わたしが学生だった20年前から変わってないですね。

すでに、大学は学問の府ではなく、有料レジャーランドの一種なので、専門知識の伝授と専門家の養成を行うのではなく、エンターテイメントを提供しないといけないのではないでしょうか。
大学教員には、サービス精神が足りないと思います。もっとエンターテナーになってください。面白いネタでもつまらない講義になってしまっていませんか。

でなければ、ターゲットを変えて、授業料を上げてマスプロダクションをしない趣味の専門家養成システムに再構築する必要があります。もちろん、それがペイできるかどうかは、宣伝にかかっているので、今以上に学生獲得のための努力が必要になるとは思いますが。

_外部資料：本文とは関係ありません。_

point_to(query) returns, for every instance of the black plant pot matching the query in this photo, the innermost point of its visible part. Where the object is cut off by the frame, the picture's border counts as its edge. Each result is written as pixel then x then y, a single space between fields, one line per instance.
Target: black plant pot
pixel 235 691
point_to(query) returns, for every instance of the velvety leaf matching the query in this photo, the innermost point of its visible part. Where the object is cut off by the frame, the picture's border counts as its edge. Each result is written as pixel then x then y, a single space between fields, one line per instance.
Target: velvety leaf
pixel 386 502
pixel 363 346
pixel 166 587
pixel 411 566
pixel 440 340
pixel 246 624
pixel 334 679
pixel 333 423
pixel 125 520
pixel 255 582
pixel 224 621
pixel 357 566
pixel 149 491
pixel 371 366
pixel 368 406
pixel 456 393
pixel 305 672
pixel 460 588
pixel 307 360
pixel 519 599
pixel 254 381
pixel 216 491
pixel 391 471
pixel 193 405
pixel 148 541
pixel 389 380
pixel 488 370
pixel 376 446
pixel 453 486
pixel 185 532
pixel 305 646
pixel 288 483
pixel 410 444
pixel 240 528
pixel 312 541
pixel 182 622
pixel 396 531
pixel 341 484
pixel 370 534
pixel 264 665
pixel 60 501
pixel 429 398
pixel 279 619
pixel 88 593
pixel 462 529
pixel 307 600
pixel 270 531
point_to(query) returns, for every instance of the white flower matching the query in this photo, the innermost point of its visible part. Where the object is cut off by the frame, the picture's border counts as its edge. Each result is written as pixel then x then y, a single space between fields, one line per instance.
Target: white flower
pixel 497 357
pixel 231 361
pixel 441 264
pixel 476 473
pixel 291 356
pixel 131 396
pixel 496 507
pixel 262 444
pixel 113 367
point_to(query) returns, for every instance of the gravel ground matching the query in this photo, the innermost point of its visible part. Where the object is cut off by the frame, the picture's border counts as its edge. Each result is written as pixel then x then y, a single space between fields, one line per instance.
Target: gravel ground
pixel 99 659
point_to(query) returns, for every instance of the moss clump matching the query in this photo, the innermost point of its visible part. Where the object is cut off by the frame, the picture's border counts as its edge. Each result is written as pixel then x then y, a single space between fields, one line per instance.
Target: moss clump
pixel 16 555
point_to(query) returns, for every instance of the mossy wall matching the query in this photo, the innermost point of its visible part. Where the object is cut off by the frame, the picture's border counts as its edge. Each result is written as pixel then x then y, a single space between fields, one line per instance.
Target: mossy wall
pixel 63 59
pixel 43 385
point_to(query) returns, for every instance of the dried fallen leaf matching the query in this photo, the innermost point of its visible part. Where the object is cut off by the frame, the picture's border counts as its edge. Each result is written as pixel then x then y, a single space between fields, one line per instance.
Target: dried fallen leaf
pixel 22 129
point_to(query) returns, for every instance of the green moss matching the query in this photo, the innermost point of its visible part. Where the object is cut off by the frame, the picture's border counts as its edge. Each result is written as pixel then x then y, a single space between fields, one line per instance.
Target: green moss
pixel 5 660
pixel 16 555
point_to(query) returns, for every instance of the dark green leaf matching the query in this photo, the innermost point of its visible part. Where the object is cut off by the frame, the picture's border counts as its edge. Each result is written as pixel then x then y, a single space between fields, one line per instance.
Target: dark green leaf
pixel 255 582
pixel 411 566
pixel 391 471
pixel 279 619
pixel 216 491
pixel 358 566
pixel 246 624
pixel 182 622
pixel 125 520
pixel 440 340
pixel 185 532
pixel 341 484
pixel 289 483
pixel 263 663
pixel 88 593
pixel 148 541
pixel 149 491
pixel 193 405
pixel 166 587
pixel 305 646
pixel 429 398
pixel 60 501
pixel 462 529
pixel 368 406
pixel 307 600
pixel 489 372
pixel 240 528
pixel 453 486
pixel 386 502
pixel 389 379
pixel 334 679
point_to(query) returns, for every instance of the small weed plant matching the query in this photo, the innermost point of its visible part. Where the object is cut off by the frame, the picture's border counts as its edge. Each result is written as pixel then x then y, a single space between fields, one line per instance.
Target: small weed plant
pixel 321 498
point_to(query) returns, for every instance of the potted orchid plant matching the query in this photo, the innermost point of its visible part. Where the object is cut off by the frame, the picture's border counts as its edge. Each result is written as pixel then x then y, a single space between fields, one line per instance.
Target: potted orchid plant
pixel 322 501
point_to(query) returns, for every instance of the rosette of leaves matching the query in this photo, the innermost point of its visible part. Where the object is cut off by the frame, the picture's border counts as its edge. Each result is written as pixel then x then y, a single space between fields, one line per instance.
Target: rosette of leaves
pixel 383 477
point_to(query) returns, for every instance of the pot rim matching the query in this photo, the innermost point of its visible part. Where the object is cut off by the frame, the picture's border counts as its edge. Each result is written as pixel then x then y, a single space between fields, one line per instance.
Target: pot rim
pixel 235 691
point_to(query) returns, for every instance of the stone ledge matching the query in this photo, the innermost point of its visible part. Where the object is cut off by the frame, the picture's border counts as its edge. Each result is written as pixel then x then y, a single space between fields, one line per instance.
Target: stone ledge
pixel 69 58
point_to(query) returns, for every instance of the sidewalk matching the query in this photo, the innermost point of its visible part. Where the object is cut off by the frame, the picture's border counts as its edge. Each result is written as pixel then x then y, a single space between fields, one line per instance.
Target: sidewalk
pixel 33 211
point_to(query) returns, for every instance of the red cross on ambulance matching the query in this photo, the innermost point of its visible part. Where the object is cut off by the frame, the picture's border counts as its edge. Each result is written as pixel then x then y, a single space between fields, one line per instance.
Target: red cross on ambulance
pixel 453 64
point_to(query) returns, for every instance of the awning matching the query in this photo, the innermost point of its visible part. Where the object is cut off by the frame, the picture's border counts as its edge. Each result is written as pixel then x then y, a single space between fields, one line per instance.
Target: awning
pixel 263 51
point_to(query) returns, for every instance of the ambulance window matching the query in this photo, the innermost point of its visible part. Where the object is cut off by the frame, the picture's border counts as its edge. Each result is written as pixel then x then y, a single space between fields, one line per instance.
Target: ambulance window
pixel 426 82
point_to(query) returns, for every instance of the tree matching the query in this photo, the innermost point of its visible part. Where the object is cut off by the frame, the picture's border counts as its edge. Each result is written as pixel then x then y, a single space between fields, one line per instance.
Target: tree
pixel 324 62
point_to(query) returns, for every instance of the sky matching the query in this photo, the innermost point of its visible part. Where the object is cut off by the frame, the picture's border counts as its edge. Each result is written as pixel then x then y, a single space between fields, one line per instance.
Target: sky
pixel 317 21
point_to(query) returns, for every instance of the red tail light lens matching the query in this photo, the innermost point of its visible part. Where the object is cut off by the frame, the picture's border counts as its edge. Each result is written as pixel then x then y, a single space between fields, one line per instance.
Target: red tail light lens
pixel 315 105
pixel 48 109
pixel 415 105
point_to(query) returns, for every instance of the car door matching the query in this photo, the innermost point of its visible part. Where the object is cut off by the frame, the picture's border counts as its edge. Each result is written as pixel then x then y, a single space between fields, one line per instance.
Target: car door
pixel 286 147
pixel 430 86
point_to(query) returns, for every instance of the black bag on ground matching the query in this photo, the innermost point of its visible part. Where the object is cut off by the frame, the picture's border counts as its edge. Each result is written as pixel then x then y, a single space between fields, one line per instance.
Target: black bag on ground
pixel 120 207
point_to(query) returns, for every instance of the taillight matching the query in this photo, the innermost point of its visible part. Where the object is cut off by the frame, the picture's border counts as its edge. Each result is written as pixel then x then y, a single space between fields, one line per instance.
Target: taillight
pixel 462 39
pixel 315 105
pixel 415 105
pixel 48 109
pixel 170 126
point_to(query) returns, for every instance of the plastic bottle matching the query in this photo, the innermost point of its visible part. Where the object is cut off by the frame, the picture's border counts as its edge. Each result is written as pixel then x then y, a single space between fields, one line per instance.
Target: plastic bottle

現実的には、私語をする生徒を特定して、履修登録したら「可」はやるから出席をさせないというのもありかもしれません。義務を果たしていないのはどちらもですから責任は相殺されると思います。そうすれば興味のある人間だけが残るでしょう。知識伝授方の講義でも、一人の講義者が注意をまとめられる人数は20名程度ではないでしょうか。
by kinneko (2005-07-21 18:45) 

yfukuda

 コメントありがとうございます。

 魅力的な講義をする、というのは、もちろん努力目標として必要なことですが、魅力的でも聞いていない人がいるし、それが少数でも、授業全体の足を引っ張る、というのが、つらいところです。

 出席を取らず、最後の試験のみで判定する、つまり出席し、話を聞いていなかったら単位をもらえない、としたとしても、困ったことに、学生は試験のときというような先のことよりも、今、目の前にいる友達との会話の方に引きずられてしまうようです。

 ただ、100%の解決を望まず、少しでも勉学の雰囲気を壊さないようにするために、小手先だけではありますが、さまざまな方法を試行錯誤している状態です。